Gilles Bousquet Répondre
16 février 2011Me Jean Lapierre déclare que M. Legault va sortir son manifeste la semaine prochaine. Une autre source radiophonique nous informe, qu'à l'instar de l'ADQ, il va recommander la disparition d nos commissions scolaires.
J'attends le reste avec grand intérêt pour voir s'il désire ou non former un parti politique et, selon ses probables nouvelles options constitutionnelles ou son absence de choix, à qui il devrait nuire ou aider.
Archives de Vigile Répondre
16 février 2011L’erreur des Québécois(es) seraient de prendre le prochain scrutin à la légère, comme en 2008. Avec les révélations sur la gouvernance du Québec depuis quelques années, le prochain scrutin sera déterminant pour l’avenir de la seule nation francophone en Amérique et de son développement économique selon ses priorités.
D’ici là, le vrai défi réside dans la livraison d’un message percutant à l’électorat. Un beau et grand défi !
A Forgues, Lévis
Archives de Vigile Répondre
14 février 2011À force de sacrifier l'essentiel à l'urgence, on finit par oublier l'urgence de l'essentiel.
je n'ai pas de mérite je l'ai lu. C'est d'Edgar Morin cité par Guillebaud dans «La force de conviction».
Revenons donc à l'essentiel qui urge. C'est mon avis aussi de penser que c'est le bât qui blesse la position de monsieur Legault. Au nom d'une certaine urgence, il se débarasse de l'esentiel. Peut-être que l'essentiel le dépasse...

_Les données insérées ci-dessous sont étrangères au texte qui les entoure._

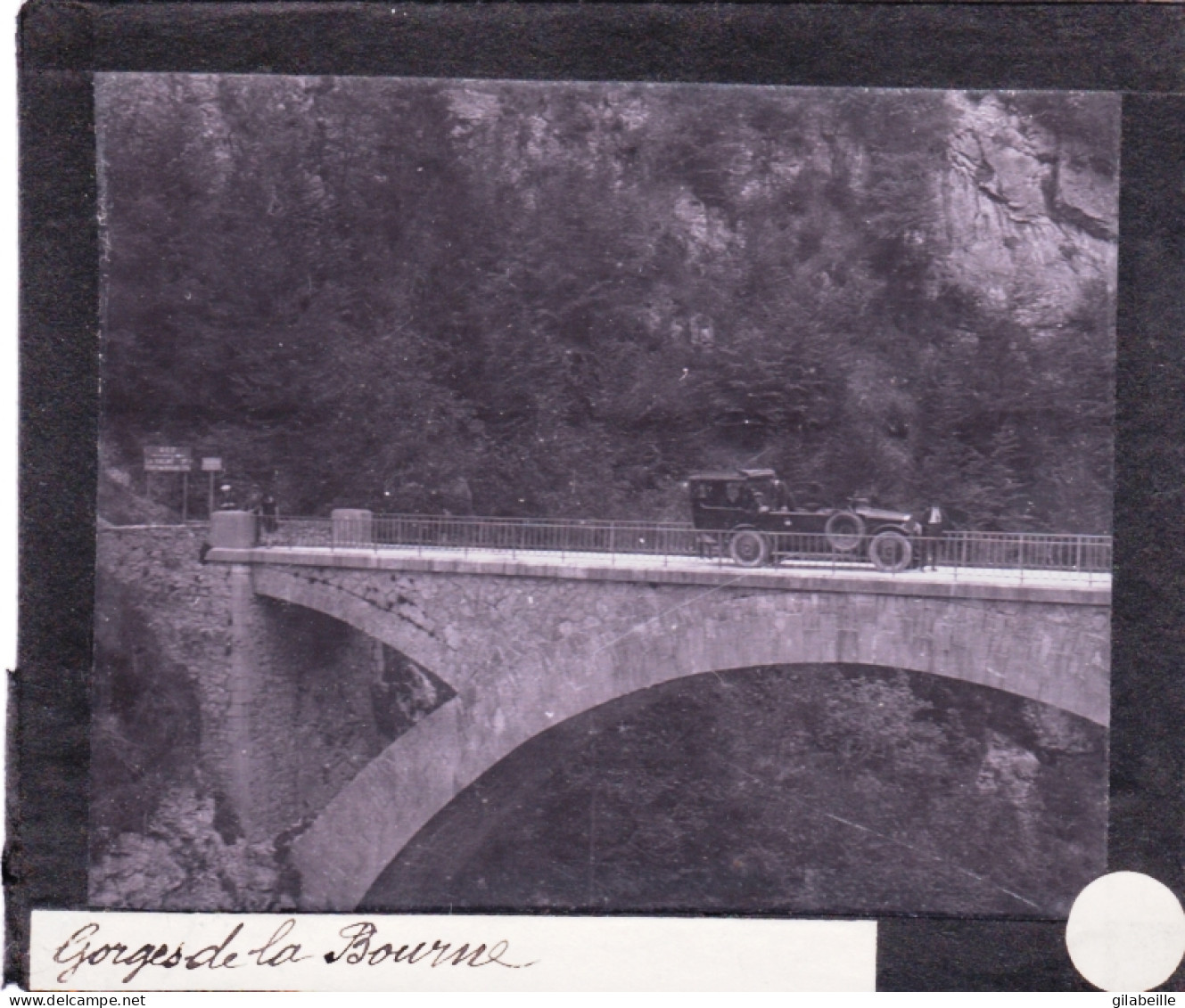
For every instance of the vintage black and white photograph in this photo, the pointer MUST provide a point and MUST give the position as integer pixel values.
(611, 497)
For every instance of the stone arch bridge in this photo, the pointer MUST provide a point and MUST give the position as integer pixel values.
(526, 645)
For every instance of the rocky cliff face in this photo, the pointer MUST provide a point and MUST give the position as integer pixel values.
(1031, 222)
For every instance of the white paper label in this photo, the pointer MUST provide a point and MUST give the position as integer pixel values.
(79, 950)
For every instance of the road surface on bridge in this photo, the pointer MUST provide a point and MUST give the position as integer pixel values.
(1086, 586)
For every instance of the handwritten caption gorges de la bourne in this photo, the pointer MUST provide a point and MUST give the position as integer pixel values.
(359, 944)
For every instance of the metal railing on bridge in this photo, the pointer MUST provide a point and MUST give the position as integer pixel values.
(1084, 557)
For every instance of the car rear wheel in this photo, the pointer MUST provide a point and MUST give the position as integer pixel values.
(890, 551)
(749, 547)
(843, 531)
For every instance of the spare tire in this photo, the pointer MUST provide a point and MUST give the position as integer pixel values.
(749, 547)
(890, 551)
(843, 531)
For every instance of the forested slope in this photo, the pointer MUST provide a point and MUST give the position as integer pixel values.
(558, 299)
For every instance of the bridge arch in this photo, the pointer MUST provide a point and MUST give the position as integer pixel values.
(395, 622)
(1056, 654)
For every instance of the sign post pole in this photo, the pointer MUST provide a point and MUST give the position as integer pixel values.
(169, 460)
(211, 465)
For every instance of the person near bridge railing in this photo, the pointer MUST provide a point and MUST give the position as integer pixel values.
(932, 529)
(269, 513)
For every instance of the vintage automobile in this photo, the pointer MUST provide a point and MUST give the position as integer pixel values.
(753, 517)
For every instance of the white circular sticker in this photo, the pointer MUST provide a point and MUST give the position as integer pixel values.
(1126, 932)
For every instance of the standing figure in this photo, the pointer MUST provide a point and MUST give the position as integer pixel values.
(932, 529)
(268, 511)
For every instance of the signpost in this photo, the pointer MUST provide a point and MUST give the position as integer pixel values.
(166, 458)
(211, 464)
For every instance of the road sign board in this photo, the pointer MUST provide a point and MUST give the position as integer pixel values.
(168, 460)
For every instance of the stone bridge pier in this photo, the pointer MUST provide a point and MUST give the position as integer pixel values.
(526, 647)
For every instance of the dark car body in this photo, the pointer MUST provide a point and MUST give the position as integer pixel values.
(756, 501)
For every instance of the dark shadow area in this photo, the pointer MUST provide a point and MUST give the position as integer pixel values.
(813, 789)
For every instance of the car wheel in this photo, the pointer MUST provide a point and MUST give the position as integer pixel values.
(843, 531)
(890, 551)
(749, 547)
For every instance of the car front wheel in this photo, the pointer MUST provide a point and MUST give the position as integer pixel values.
(749, 547)
(890, 551)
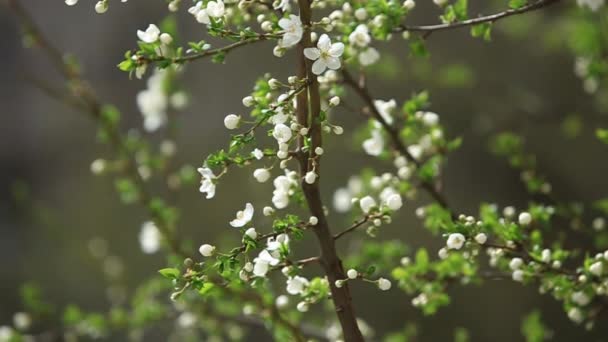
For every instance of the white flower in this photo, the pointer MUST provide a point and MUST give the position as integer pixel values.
(596, 268)
(369, 56)
(442, 253)
(481, 238)
(149, 238)
(516, 263)
(153, 102)
(374, 145)
(261, 175)
(385, 108)
(166, 38)
(302, 306)
(293, 31)
(352, 273)
(394, 202)
(361, 14)
(282, 133)
(282, 301)
(576, 315)
(243, 216)
(310, 177)
(326, 55)
(593, 5)
(150, 35)
(384, 284)
(268, 211)
(455, 241)
(367, 203)
(207, 184)
(251, 233)
(262, 263)
(430, 118)
(580, 298)
(101, 7)
(334, 101)
(215, 9)
(525, 218)
(360, 36)
(206, 250)
(518, 275)
(296, 285)
(342, 200)
(545, 255)
(231, 121)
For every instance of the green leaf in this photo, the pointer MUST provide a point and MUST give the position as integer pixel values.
(170, 273)
(483, 30)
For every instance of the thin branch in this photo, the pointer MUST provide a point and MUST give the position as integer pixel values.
(480, 20)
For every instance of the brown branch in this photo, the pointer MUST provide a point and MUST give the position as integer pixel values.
(470, 22)
(330, 261)
(365, 95)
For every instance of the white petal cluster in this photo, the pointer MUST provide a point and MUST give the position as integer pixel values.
(153, 102)
(149, 238)
(283, 188)
(243, 216)
(207, 181)
(292, 27)
(326, 55)
(214, 9)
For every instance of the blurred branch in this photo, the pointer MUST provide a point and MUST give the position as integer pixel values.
(428, 29)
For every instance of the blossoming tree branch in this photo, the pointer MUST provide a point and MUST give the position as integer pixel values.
(280, 136)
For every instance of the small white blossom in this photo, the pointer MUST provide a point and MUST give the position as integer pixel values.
(296, 285)
(101, 7)
(352, 273)
(206, 250)
(310, 177)
(261, 175)
(326, 55)
(455, 241)
(251, 233)
(360, 36)
(516, 263)
(481, 238)
(150, 35)
(207, 182)
(149, 238)
(580, 298)
(302, 306)
(292, 27)
(576, 315)
(231, 121)
(525, 218)
(384, 284)
(596, 268)
(394, 202)
(369, 56)
(518, 275)
(243, 216)
(313, 220)
(282, 133)
(374, 145)
(367, 203)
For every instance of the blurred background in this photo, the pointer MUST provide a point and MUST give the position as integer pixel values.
(522, 81)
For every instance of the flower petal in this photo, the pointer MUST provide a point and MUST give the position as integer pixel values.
(319, 66)
(312, 53)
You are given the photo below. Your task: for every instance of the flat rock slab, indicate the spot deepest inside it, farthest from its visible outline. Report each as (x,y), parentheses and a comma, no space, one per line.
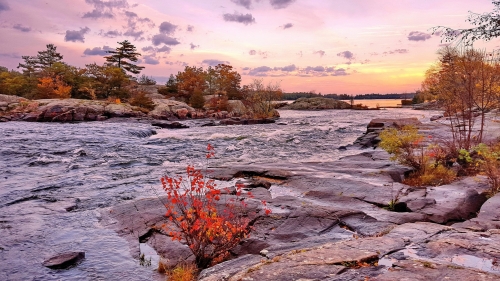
(457,201)
(64,260)
(425,271)
(488,217)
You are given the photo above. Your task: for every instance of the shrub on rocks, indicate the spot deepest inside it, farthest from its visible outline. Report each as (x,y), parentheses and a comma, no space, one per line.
(210,223)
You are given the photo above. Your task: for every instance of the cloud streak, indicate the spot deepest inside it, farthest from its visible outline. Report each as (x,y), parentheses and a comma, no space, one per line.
(245,19)
(418,36)
(97,51)
(281,4)
(4,6)
(159,39)
(244,3)
(76,35)
(21,28)
(167,28)
(213,62)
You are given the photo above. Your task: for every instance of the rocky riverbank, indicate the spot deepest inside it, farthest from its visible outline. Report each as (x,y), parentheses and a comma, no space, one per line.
(335,223)
(14,108)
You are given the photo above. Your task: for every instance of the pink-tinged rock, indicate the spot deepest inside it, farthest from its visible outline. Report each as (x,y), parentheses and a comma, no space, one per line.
(181,113)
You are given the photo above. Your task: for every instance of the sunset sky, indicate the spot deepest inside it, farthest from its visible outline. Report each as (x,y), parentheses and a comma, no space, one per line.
(330,46)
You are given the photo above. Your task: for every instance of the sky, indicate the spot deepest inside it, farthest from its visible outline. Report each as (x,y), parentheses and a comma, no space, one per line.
(326,46)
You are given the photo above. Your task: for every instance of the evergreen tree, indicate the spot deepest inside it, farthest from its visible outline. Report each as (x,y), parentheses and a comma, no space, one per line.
(123,56)
(29,66)
(48,57)
(44,59)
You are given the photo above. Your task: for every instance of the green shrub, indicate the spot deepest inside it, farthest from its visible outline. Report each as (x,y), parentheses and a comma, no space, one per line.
(403,145)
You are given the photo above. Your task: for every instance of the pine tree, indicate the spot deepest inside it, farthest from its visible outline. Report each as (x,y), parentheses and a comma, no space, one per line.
(48,57)
(122,55)
(29,66)
(44,59)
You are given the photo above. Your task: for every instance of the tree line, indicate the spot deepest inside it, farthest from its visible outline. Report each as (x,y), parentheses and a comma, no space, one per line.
(312,94)
(46,75)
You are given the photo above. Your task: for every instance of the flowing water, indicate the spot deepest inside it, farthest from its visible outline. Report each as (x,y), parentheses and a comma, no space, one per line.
(56,179)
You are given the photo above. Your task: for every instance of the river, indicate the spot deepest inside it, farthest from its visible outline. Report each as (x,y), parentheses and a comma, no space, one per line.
(56,179)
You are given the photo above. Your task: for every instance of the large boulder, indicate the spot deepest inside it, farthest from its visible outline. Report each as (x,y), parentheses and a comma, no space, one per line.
(121,110)
(373,129)
(165,109)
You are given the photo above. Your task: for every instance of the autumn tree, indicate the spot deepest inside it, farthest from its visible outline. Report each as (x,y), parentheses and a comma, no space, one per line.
(210,223)
(211,77)
(124,56)
(464,80)
(227,81)
(14,83)
(172,84)
(105,81)
(260,97)
(197,100)
(146,80)
(190,79)
(486,27)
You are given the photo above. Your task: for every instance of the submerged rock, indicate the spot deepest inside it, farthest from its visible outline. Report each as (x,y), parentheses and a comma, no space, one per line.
(64,260)
(172,125)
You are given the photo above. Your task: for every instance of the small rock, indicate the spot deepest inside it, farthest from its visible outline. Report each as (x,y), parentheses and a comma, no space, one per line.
(173,125)
(436,117)
(64,260)
(209,124)
(101,118)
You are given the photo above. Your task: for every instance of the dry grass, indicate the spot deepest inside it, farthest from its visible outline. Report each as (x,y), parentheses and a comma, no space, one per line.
(431,176)
(182,272)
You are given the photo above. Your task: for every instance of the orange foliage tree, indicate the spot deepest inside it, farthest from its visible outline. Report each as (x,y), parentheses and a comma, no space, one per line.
(208,223)
(52,88)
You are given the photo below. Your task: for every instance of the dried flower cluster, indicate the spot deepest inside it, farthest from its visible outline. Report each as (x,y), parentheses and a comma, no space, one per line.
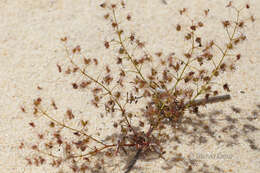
(165,89)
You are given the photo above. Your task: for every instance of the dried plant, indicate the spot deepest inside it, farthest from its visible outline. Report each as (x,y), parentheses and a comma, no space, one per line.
(151,100)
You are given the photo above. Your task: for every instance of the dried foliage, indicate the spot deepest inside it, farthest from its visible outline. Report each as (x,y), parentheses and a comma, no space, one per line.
(166,90)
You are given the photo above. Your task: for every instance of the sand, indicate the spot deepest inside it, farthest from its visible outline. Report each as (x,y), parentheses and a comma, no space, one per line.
(30,49)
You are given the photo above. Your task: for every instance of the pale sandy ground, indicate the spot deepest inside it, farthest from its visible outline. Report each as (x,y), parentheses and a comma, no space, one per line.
(30,48)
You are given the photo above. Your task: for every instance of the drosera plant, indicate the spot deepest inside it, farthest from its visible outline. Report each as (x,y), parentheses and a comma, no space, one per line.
(150,99)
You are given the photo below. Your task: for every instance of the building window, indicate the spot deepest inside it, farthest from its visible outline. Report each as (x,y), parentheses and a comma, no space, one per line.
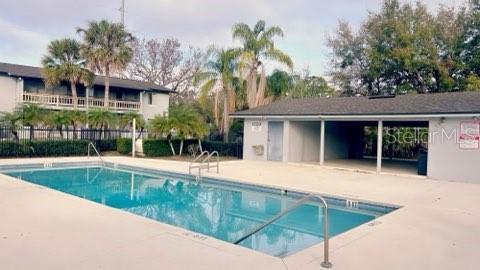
(150,98)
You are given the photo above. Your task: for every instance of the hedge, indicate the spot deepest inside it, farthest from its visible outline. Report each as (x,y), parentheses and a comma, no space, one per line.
(44,148)
(106,145)
(156,148)
(224,149)
(161,147)
(124,146)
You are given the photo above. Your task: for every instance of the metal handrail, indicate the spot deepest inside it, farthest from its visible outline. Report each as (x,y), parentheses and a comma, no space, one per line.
(192,163)
(325,263)
(202,164)
(96,151)
(207,159)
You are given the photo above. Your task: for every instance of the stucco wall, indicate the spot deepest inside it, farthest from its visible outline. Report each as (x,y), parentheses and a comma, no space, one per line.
(446,160)
(8,93)
(159,105)
(255,136)
(304,143)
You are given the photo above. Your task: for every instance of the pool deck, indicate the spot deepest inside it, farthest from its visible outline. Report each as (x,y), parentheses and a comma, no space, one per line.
(438,226)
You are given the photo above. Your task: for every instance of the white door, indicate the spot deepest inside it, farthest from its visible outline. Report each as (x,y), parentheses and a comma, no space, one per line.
(275,141)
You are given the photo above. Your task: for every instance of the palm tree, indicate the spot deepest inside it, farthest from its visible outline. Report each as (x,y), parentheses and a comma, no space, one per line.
(107,48)
(183,121)
(63,62)
(219,76)
(11,121)
(258,44)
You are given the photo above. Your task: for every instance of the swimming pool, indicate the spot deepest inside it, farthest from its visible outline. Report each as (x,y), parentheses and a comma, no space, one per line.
(218,208)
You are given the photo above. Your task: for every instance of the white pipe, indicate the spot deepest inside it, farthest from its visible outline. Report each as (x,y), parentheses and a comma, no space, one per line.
(322,142)
(133,136)
(379,146)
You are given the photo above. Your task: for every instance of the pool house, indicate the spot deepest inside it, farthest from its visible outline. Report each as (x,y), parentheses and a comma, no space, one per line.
(443,130)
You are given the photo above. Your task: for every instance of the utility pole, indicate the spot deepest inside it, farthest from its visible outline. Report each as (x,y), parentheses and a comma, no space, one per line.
(122,12)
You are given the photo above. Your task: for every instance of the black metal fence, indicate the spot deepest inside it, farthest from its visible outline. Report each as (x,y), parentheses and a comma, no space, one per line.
(27,134)
(40,141)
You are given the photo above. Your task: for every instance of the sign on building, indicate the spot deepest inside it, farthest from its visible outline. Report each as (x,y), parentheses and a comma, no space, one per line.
(256,126)
(469,137)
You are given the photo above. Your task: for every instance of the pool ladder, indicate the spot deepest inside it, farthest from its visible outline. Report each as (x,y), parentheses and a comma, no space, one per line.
(204,163)
(91,145)
(325,263)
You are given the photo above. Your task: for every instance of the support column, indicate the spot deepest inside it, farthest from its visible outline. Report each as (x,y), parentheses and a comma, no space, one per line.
(322,142)
(134,123)
(286,140)
(379,146)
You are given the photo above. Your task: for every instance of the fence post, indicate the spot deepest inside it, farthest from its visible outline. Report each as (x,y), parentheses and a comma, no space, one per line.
(133,137)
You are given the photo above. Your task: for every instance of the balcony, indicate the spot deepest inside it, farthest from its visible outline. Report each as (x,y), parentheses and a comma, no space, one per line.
(58,102)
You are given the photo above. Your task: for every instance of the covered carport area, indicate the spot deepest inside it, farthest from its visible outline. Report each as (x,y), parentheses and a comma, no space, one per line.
(353,144)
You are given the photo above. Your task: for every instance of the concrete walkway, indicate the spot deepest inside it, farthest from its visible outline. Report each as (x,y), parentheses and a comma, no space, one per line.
(437,227)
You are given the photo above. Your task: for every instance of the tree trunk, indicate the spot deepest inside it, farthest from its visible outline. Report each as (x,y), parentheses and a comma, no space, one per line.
(171,147)
(261,88)
(181,148)
(74,94)
(216,110)
(200,145)
(15,135)
(31,132)
(226,118)
(106,99)
(252,87)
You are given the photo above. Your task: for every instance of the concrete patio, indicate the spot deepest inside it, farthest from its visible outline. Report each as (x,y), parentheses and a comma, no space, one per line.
(436,228)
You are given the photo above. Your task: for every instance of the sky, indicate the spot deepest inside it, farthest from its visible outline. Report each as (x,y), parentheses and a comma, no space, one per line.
(27,26)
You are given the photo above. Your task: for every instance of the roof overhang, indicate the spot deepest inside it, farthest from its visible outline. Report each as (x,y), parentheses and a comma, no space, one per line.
(376,117)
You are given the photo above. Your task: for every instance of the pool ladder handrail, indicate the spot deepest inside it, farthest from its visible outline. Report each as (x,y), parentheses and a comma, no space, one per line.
(325,263)
(204,163)
(96,151)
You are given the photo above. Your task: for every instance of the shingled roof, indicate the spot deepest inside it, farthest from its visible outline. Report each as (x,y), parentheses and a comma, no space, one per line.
(441,103)
(34,72)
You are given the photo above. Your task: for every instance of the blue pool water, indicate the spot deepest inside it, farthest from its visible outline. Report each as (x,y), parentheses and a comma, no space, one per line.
(224,211)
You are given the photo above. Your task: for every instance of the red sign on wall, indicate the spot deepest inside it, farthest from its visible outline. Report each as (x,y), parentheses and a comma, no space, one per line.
(469,137)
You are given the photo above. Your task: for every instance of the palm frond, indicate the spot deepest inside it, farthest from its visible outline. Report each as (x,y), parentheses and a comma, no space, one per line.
(279,56)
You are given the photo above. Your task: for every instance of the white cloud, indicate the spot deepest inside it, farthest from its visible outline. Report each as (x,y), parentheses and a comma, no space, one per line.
(20,45)
(26,26)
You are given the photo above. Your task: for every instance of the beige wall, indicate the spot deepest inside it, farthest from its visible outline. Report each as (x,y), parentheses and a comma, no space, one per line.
(446,160)
(336,141)
(304,141)
(255,136)
(8,93)
(159,106)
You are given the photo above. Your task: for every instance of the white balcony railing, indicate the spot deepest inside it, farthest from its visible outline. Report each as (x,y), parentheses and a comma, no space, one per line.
(67,101)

Archives de Vigile Répondre
14 février 2011M. Savard, j’apprécie votre analyse. M. Legault, à mon avis, commet une erreur en choisissant de reléguer au second plan la question nationale. Cette question est fondamentale pour la survie de notre nation et pour la place que nous devons occuper dans l’espace mondial compte tenu des changements qui s’annoncent. Lorsqu’il était au pouvoir , cet homme n’a pas réussi à réaliser les changements nécessaires pour faire évoluer notre nation vers la création du pays Québec. Il n’en fera pas davantage avec un nouveau parti. En plus, la création de richesse dont il parle a pour objectif d’enrichir une minorité d’individus et d’appauvrir un gouvernement dont les marges de manœuvre sont minces. Qui donc paiera pour l’enrichissement d’une minorité ? La majorité des citoyens, à l’évidence. Legault, pour moi, en s’attaquant à l’état qui devrait en principe me représenter et travailler à procurer à mes concitoyens une qualité de vie, choisi de s’attaquer au peuple en prétextant des motifs de lucidité, d’enrichissement collectif et autres thèmes associés. Il fait parti des nombreux politiciens aveugles et ignorants qui flottent dans l’univers politique québécois, canadian et mondial. L’ego de Legault n’apportera rien de bon pour l’avenir du peuple québécois et la naissance de notre pays. Du temps et de l’énergie encore une fois perdus.